Global Weirding? They Can't Back That Up

At first we were told that anthropogenic global warming was a result of man's CO2 emissions and that we'd see less and less snow and ice. Ice would melt and raise the sea levels, flooding cities. Then, when it was obvious that empirical data showed we were actually cooling more than warming, they said that dynamic weather variability was the result of manmade 'climate change.' Another group said that global warming was merely being 'masked' by the La Nina effect; that was why we were experiencing cooler summers and winters. Dynamic weather referred to anything deemed 'unusual,' such that a blizzard or freezing temperatures would give the same support to the renamed 'climate change' as a would a heat wave or tornado outbreak. I call these sudden grasps at explaining non-correlating empirical data CLIMATE REVISIONISM.

Somewhere in the midst of the mounting empirical evidence to the contrary, climate scandal upon climate scandal erupted. Interested powers tried to put the genie back in the bottle, but it was too late.

As the public continued to reject the idea of manmade global warming or climate change, Thulsa Doom Obama decided to go with the new moniker of 'global climate disruption.' And most recently, the term 'global weirding' came into vogue. No matter what alias they use, it still all comes down to an indictment of capitalism as the driving force behind a climate gone mad. Americans aren't buying it, and neither are Europeans. The rat radar is up and detecting something foul.

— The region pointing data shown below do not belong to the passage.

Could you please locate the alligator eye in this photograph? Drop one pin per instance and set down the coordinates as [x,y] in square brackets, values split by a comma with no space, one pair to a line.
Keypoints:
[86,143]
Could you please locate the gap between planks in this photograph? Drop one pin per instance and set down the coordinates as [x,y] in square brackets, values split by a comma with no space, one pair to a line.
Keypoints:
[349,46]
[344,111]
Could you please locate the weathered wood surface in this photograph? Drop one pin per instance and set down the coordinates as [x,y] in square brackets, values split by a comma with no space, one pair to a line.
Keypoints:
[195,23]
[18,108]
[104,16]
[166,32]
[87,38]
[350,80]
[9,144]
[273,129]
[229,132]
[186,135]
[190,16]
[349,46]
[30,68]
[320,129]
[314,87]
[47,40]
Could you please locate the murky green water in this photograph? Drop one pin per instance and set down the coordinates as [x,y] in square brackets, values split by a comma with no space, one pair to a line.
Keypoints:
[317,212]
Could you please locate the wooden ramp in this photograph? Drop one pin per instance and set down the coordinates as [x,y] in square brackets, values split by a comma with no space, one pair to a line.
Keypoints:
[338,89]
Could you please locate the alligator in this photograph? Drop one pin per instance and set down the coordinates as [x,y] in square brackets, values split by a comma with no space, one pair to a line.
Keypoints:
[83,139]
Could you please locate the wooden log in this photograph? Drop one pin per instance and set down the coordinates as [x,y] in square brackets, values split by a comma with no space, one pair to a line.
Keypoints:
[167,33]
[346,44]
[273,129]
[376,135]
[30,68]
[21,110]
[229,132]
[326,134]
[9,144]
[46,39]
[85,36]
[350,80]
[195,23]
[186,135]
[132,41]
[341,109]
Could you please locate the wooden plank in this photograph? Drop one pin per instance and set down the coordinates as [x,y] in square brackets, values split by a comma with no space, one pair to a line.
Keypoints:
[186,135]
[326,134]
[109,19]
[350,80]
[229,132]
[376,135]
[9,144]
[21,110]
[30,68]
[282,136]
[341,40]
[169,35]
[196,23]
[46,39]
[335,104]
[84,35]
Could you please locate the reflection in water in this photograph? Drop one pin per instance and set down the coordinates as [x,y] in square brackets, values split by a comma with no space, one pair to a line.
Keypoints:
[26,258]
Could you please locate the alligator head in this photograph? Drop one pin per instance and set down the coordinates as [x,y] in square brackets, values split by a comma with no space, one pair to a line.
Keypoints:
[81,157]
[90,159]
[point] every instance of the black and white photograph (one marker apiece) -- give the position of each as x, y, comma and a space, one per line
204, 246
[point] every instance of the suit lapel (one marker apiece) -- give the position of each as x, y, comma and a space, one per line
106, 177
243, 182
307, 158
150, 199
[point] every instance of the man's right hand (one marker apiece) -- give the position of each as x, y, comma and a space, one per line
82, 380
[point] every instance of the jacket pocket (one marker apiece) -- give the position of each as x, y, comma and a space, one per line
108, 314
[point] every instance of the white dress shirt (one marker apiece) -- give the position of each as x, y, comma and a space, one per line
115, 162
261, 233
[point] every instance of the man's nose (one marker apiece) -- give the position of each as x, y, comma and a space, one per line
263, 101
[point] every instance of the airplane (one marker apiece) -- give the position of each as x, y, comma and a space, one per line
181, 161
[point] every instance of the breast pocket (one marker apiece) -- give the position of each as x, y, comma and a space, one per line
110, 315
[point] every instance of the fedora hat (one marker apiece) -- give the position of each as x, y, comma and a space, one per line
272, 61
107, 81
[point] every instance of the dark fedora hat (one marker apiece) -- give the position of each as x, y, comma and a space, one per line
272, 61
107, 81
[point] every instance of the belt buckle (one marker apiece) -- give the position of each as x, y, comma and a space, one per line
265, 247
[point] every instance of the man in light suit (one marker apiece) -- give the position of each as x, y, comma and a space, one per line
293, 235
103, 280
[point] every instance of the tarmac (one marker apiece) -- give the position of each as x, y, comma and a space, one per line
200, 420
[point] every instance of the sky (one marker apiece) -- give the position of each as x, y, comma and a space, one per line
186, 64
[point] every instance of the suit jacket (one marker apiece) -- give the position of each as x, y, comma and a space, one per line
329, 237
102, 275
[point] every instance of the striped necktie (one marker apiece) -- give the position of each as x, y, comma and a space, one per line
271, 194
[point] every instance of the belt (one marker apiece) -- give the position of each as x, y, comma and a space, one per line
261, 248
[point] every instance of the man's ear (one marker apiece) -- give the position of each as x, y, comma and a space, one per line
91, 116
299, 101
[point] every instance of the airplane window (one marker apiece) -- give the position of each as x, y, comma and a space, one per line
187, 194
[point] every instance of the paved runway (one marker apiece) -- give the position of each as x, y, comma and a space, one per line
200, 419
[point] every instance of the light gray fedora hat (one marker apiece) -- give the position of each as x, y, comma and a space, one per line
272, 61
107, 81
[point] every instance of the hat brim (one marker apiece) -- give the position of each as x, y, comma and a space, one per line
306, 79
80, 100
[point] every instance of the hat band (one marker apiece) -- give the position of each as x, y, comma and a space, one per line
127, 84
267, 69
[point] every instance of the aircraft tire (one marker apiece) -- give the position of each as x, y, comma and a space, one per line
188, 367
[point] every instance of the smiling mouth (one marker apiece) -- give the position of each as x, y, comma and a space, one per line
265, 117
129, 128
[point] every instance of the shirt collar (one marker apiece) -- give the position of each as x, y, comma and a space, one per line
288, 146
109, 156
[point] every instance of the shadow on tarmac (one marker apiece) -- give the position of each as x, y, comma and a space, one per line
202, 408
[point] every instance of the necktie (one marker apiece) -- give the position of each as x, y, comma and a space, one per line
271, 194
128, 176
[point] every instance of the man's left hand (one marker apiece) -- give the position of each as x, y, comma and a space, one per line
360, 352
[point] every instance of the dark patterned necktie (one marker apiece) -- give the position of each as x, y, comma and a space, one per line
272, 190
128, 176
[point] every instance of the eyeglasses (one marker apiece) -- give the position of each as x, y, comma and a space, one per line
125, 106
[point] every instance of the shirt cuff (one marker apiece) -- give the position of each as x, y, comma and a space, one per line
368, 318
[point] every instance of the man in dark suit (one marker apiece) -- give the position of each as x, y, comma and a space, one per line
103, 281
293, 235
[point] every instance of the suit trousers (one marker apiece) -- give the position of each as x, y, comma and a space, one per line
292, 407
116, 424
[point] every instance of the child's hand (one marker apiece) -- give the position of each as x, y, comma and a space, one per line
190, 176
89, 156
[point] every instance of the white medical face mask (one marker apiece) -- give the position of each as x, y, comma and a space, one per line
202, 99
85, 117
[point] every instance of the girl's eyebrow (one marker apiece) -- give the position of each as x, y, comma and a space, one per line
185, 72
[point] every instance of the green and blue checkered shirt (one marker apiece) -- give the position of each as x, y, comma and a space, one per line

Last week a severe storm froze Dallas under a sheet of ice, just in time to disrupt the plans of the tens of thousands of (American) football fans descending on the city for the Super Bowl. On the other side of the globe, Cyclone Yasi slammed northeastern Australia, destroying homes and crops and displacing hundreds of thousands of people.

Some climate alarmists would have us believe that these storms are yet another baleful consequence of man-made CO2 emissions. In addition to the latest weather events, they also point to recent cyclones in Burma, last winter's fatal chills in Nepal and Bangladesh, December's blizzards in Britain, and every other drought, typhoon and unseasonable heat wave around the world.

But is it true? To answer that question, you need to understand whether recent weather trends are extreme by historical standards. The Twentieth Century Reanalysis Project is the latest attempt to find out, using super-computers to generate a dataset of global atmospheric circulation from 1871 to the present.

As it happens, the project's initial findings, published last month, show no evidence of an intensifying weather trend. "In the climate models, the extremes get more extreme as we move into a doubled CO2 world in 100 years," atmospheric scientist Gilbert Compo, one of the researchers on the project, tells me from his office at the University of Colorado, Boulder. "So we were surprised that none of the three major indices of climate variability that we used show a trend of increased circulation going back to 1871."